Mark Hunt, executive director of the Office of Career, Technical & Adult Education, announced the good news during the Aug. 27 School Board meeting.
In addition, 18 of those students received industry certifications during the seven-week summer program. Seven of the students that complete their internship received full-time jobs, Hunt said.
This was the first year of the program made possible by a partnership between the School District, Pinellas Education Foundation, Junior Achievement, Achieva Credit Union and more than 100 businesses.
The program is a combination of a paid summer internship, industry certification training and financial literacy program. The goal was to provide skills and experiences to help students achieve success after they graduate by gaining work-ready skills and technical certification.
Participating businesses reported great success with the program and touted the good work done by the interns. Students praised what they called an “amazing opportunity” to not only get a chance to be treated as adults in real work situations, but also the training they received in resume making and interview skills.
Hunt said planning had begun for next summer’s program with a goal to double the number of participating students.
School Board members also unanimously approved a memo of understanding with Pinellas Education Foundation for an expansion of its Elevating Excellence program, which began in the spring of 2018.
The program provides support for all high-achieving students with outreach for low-income and minority students. Support measures include academic counseling; parent and student engagement; help with college entrance exam preparation; college and scholarship planning and more.
As part of the program, a College and Career Center opened last year at Largo High School. The new MOU facilitates an expansion of the program and four more centers will be opened. The new centers will be at Boca Ciega High School in Gulfport, Gibbs High School in St. Petersburg, Clearwater High School and Pinellas Park High School.
Plans are in the works to expand the program to all high schools in the district.
Thanks to more than $2 million in philanthropic support from the Pinellas Education Foundation, four managers have been hired by the Foundation to work with district to work at the College and Career Center.
In his report to the board, Superintendent Michael Grego praised the work done to prepare for the first week of school, which led to a successful beginning of the school year, he said. He also briefed members about the district’s readiness to respond, if needed, during this year’s hurricane season.
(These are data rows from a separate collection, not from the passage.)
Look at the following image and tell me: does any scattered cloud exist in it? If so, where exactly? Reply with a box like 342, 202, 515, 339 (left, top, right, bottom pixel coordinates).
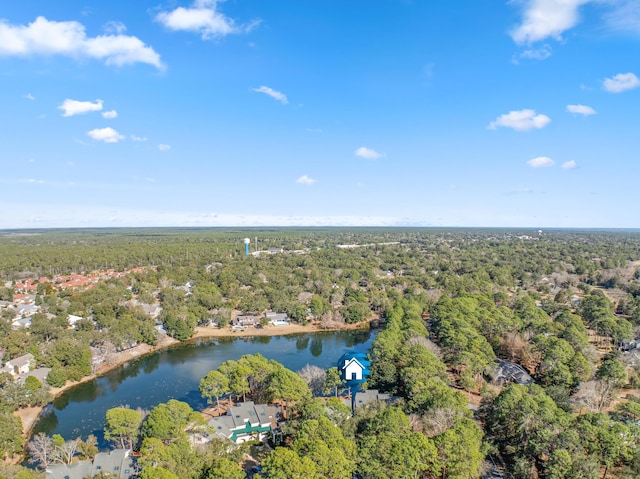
511, 0, 593, 45
527, 156, 555, 168
87, 127, 124, 143
0, 17, 164, 69
156, 0, 260, 40
296, 175, 318, 186
489, 109, 551, 131
103, 21, 127, 35
251, 86, 289, 105
58, 98, 103, 116
354, 146, 384, 160
567, 105, 597, 116
602, 73, 640, 93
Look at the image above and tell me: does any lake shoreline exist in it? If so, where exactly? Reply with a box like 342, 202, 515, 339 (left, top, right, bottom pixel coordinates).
14, 318, 370, 447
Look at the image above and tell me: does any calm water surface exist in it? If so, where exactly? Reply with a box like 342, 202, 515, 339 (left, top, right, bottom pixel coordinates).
34, 331, 375, 447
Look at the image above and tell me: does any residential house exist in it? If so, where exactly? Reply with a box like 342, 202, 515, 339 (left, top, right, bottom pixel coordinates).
489, 359, 533, 386
45, 449, 138, 479
67, 314, 84, 328
3, 353, 34, 377
209, 401, 280, 444
11, 316, 31, 329
264, 313, 289, 326
231, 314, 260, 327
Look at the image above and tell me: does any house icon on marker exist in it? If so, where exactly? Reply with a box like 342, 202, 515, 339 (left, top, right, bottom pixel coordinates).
342, 358, 366, 381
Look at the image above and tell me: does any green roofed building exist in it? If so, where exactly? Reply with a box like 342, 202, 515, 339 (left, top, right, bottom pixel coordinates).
209, 401, 280, 444
45, 449, 138, 479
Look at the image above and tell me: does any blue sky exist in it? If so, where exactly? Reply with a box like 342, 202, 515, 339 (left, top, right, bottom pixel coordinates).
0, 0, 640, 228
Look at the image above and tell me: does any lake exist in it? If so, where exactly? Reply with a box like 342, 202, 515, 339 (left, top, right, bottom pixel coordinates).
33, 330, 375, 448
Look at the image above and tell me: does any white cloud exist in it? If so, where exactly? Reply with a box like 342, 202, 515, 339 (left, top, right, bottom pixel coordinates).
0, 17, 163, 68
527, 156, 555, 168
87, 127, 124, 143
602, 73, 640, 93
58, 98, 102, 116
520, 45, 551, 61
489, 109, 551, 131
511, 0, 593, 44
296, 175, 317, 185
103, 21, 127, 34
156, 0, 260, 40
251, 86, 289, 105
354, 146, 384, 160
567, 105, 597, 116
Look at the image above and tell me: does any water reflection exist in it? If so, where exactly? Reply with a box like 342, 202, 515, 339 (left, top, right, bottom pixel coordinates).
296, 335, 310, 351
310, 339, 322, 358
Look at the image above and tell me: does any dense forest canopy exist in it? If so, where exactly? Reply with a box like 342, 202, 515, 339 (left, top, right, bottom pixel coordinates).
0, 228, 640, 478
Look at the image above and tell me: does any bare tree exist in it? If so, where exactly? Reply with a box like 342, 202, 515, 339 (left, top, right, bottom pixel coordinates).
27, 432, 55, 471
53, 438, 82, 464
422, 408, 460, 437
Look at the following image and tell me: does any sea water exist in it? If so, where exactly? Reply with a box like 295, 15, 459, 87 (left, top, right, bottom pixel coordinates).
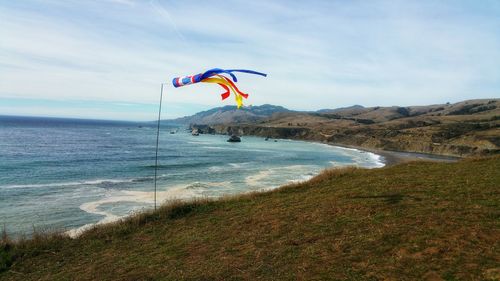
0, 116, 384, 237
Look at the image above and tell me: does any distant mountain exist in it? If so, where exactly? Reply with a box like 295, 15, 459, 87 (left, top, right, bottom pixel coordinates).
316, 104, 365, 113
166, 104, 292, 124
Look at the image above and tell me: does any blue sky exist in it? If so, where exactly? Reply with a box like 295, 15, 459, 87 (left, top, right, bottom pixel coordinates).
0, 0, 500, 120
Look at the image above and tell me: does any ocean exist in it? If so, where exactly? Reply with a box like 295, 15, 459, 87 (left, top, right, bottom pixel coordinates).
0, 116, 384, 237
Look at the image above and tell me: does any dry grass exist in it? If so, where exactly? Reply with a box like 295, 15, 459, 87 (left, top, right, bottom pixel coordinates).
0, 157, 500, 280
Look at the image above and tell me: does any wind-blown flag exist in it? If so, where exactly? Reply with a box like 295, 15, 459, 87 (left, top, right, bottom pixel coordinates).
172, 68, 267, 108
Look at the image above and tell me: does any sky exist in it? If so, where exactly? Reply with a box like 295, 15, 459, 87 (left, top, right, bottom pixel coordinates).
0, 0, 500, 120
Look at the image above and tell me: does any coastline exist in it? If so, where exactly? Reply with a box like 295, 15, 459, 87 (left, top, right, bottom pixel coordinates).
318, 142, 462, 166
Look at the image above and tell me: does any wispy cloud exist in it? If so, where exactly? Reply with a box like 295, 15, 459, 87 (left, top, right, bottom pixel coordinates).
0, 0, 500, 118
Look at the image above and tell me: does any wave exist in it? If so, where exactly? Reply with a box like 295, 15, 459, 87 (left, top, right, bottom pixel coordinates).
66, 185, 215, 237
0, 174, 174, 189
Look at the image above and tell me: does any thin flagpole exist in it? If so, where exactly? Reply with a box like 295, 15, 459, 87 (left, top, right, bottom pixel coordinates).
154, 83, 163, 211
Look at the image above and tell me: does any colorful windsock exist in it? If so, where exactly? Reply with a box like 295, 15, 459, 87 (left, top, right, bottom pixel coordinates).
172, 68, 267, 108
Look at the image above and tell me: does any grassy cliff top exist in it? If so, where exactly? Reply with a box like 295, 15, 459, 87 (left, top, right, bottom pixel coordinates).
0, 157, 500, 280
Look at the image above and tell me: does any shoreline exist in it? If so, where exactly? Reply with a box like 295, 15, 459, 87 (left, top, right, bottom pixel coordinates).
324, 142, 463, 166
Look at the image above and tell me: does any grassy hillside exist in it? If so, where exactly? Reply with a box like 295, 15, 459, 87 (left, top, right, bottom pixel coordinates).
0, 157, 500, 280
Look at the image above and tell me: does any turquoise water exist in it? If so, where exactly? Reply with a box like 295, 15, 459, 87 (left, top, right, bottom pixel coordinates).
0, 117, 383, 236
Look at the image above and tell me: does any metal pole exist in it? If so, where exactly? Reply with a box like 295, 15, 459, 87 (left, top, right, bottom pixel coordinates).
154, 83, 163, 211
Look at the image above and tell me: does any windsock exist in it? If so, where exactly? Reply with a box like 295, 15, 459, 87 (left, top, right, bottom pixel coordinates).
172, 68, 267, 108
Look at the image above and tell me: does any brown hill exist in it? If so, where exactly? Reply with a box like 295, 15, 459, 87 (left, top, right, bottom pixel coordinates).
204, 99, 500, 156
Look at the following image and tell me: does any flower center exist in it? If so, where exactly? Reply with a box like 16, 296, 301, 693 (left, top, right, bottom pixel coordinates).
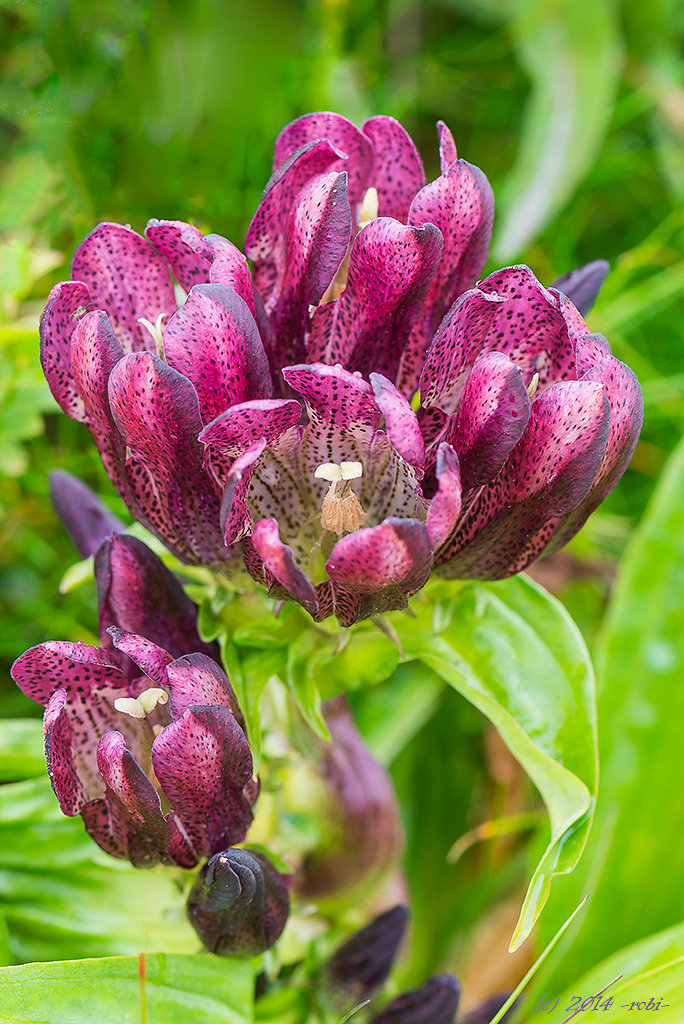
314, 462, 366, 537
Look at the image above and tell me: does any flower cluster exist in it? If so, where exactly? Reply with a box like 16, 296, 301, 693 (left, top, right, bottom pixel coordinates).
41, 114, 642, 625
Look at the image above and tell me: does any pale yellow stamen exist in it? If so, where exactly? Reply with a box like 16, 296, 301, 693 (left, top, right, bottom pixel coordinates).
314, 462, 366, 537
358, 188, 379, 230
114, 686, 169, 718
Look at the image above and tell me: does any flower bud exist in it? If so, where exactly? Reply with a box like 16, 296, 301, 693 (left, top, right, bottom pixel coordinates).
371, 974, 461, 1024
326, 904, 409, 1002
187, 850, 290, 956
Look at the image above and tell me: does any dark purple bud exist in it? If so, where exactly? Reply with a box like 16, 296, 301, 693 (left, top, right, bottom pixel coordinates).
50, 469, 126, 558
326, 904, 409, 1002
187, 850, 290, 956
371, 974, 461, 1024
549, 259, 610, 316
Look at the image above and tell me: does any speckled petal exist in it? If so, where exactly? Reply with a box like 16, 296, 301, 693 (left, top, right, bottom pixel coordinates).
72, 223, 176, 352
549, 259, 610, 316
252, 519, 318, 615
152, 707, 252, 857
326, 517, 432, 617
95, 535, 216, 657
43, 689, 87, 817
49, 469, 126, 558
444, 352, 529, 493
308, 217, 441, 380
437, 381, 610, 579
110, 352, 225, 563
164, 285, 271, 423
11, 640, 128, 706
273, 111, 375, 203
370, 974, 461, 1024
40, 281, 92, 423
420, 288, 504, 413
425, 441, 462, 551
97, 732, 169, 867
362, 114, 425, 223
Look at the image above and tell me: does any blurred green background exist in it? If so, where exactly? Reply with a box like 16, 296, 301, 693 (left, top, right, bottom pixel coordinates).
0, 0, 684, 1007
Associate Superintendent Clint Herbic, who is in charge of operations, said 28 of the county’s schools served as hurricane shelters, which make up the majority of the county’s shelters.
“We are the storm shelters for Pinellas County,” he said.
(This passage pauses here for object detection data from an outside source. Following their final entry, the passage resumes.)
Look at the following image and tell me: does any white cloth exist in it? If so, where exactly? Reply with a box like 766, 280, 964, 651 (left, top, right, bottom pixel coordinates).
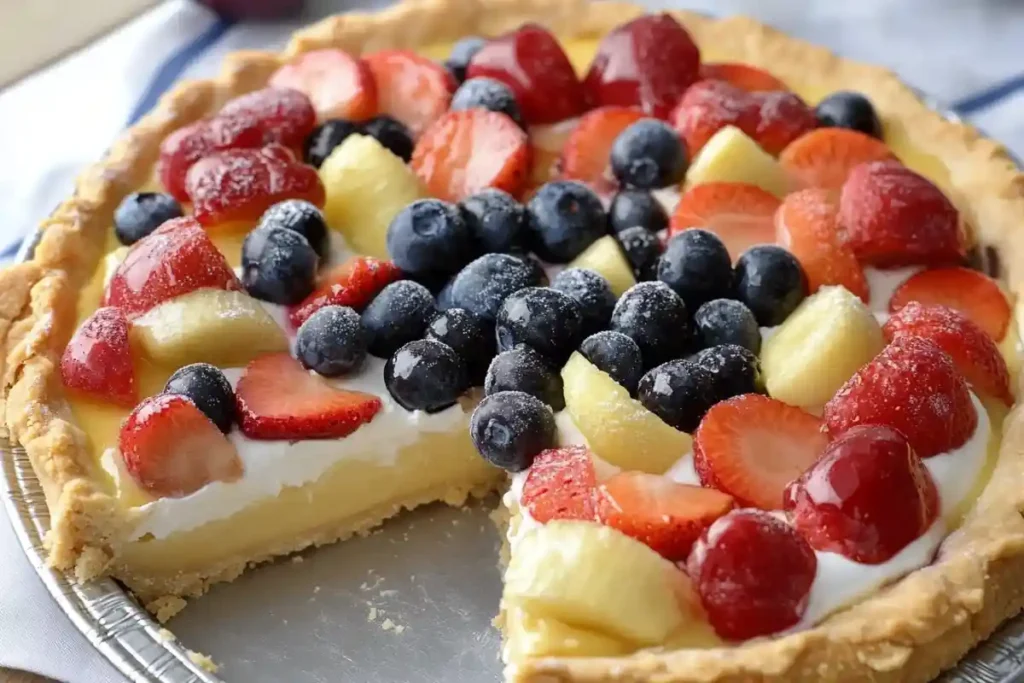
0, 0, 1024, 683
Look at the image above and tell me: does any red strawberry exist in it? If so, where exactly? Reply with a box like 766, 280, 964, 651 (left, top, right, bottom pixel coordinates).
584, 13, 700, 119
669, 182, 780, 261
410, 109, 529, 202
839, 161, 967, 268
185, 144, 325, 227
785, 425, 939, 564
103, 217, 242, 319
775, 189, 870, 303
778, 128, 896, 191
596, 472, 733, 561
269, 49, 377, 121
288, 256, 401, 328
60, 306, 138, 405
466, 24, 586, 125
519, 445, 597, 523
889, 267, 1012, 341
118, 393, 243, 498
823, 335, 978, 458
882, 301, 1014, 405
234, 353, 381, 440
693, 393, 827, 510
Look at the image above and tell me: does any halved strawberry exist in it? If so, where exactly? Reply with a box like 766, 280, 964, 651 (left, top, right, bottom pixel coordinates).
118, 393, 243, 498
234, 353, 382, 440
410, 109, 529, 202
60, 306, 138, 405
669, 182, 780, 261
889, 267, 1012, 341
693, 393, 828, 510
596, 472, 733, 561
362, 50, 456, 137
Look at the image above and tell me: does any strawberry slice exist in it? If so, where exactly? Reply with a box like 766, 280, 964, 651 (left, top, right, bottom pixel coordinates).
778, 128, 896, 191
519, 445, 597, 523
596, 472, 733, 561
693, 393, 827, 510
669, 182, 781, 261
60, 306, 138, 407
410, 109, 529, 202
889, 267, 1012, 341
775, 189, 870, 303
103, 217, 242, 319
118, 393, 243, 498
288, 256, 401, 329
362, 50, 456, 137
269, 49, 377, 121
466, 24, 586, 125
823, 335, 978, 458
882, 301, 1014, 405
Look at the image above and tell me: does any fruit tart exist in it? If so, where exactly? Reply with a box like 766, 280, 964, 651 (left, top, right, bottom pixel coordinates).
0, 0, 1024, 682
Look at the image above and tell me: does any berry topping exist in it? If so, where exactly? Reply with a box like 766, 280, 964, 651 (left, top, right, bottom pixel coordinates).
469, 391, 557, 472
693, 393, 827, 510
60, 306, 138, 405
839, 162, 967, 268
234, 353, 381, 441
823, 335, 978, 458
785, 425, 939, 564
686, 510, 818, 640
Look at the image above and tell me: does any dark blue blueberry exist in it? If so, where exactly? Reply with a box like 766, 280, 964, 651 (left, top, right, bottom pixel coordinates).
114, 193, 184, 245
384, 339, 469, 413
734, 245, 808, 328
526, 180, 607, 263
295, 306, 367, 377
164, 362, 236, 434
611, 119, 688, 189
242, 225, 319, 306
469, 391, 557, 472
360, 280, 436, 358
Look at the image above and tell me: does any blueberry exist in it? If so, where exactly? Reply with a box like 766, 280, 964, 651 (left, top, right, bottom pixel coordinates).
637, 358, 716, 433
427, 308, 497, 386
164, 362, 236, 434
693, 299, 761, 353
387, 200, 472, 279
580, 330, 643, 395
448, 254, 544, 323
551, 268, 615, 335
259, 200, 330, 259
460, 187, 526, 254
295, 306, 367, 377
242, 225, 319, 306
608, 188, 669, 232
610, 282, 690, 368
384, 339, 469, 413
814, 90, 882, 140
362, 115, 416, 163
495, 287, 583, 366
360, 280, 436, 358
611, 119, 687, 189
114, 193, 185, 245
469, 391, 558, 472
734, 245, 808, 328
483, 346, 565, 411
302, 119, 359, 168
526, 180, 607, 263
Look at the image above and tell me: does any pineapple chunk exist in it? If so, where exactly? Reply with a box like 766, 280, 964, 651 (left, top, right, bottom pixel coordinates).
569, 234, 637, 297
319, 134, 426, 258
562, 353, 692, 474
132, 289, 288, 368
686, 126, 792, 199
761, 287, 885, 410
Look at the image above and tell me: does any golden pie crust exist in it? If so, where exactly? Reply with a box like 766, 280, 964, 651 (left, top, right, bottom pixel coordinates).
0, 0, 1024, 683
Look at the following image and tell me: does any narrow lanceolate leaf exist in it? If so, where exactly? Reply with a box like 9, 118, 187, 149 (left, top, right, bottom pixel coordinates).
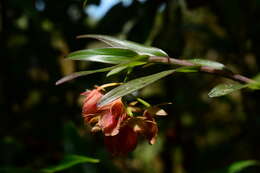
227, 160, 260, 173
176, 66, 199, 73
106, 61, 147, 77
67, 48, 138, 64
99, 70, 175, 106
188, 59, 225, 70
208, 84, 247, 97
78, 35, 168, 56
42, 155, 99, 173
55, 65, 118, 85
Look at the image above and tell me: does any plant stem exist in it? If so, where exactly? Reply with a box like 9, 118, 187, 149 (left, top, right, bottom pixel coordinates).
148, 56, 255, 84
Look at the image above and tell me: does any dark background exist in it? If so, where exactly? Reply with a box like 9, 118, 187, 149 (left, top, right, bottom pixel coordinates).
0, 0, 260, 173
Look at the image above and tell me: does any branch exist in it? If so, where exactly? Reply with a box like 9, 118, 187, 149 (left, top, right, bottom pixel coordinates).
148, 56, 254, 84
Herbic also said that the school district staffs the shelters and when a decision is made to open them, he immediately reaches out to food services, transportation, maintenance and police.
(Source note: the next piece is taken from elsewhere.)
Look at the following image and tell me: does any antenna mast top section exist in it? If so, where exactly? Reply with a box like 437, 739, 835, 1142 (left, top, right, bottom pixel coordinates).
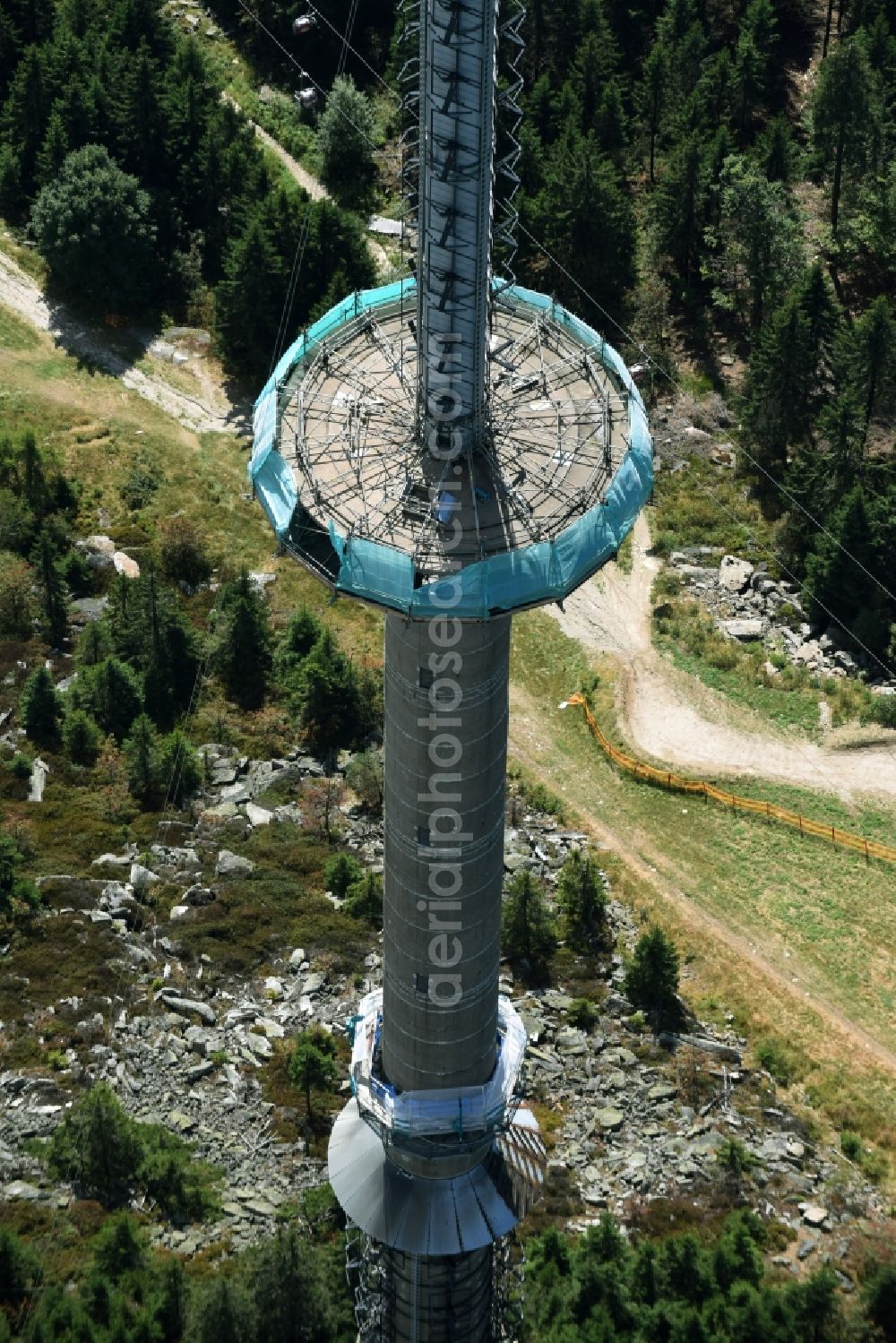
417, 0, 498, 461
“We’re ready to meet the needs,” he said.
Pinellas County Schools provided shelter to 28,000 during Hurricane Irma and only received one complaint, he said.
“We don’t want to make it a habit of opening shelters,” he said. “But if needed, we’re ready.”
Grego said that the busiest part of the hurricane season had arrived. In addition, on the day of the meeting, Pinellas County was in the five-day forecast cone for Tropical Storm Dorian.
In other business, School Board members:
• Unanimously approved a three-year agreement with K12 Insight LLC from Aug. 28, 2020-Aug. 27, 2022 to improve staff, family and community engagement via cloud-based technology, survey tools and professional development. The agreement provides access to the Let’s Talk software, which includes a mobile app.
• Heard from members of Faith and Action for Strength Together who are unhappy with the district’s implementation of Restorative Practices, which is designed to help staff work with students that have behavioral issues. FAST believes additional training and ongoing coaching is needed, as well as the use of restorative conferencing to address problems that are more serious.
School Board Chair Rene Flowers did not commit to any of the suggestions; however, she did ask Janice Metz, one of five representatives from FAST who spoke at the meeting, to ask the group if it would be willing to help finance additional training. FAST is made up of members from Pinellas County’s churches.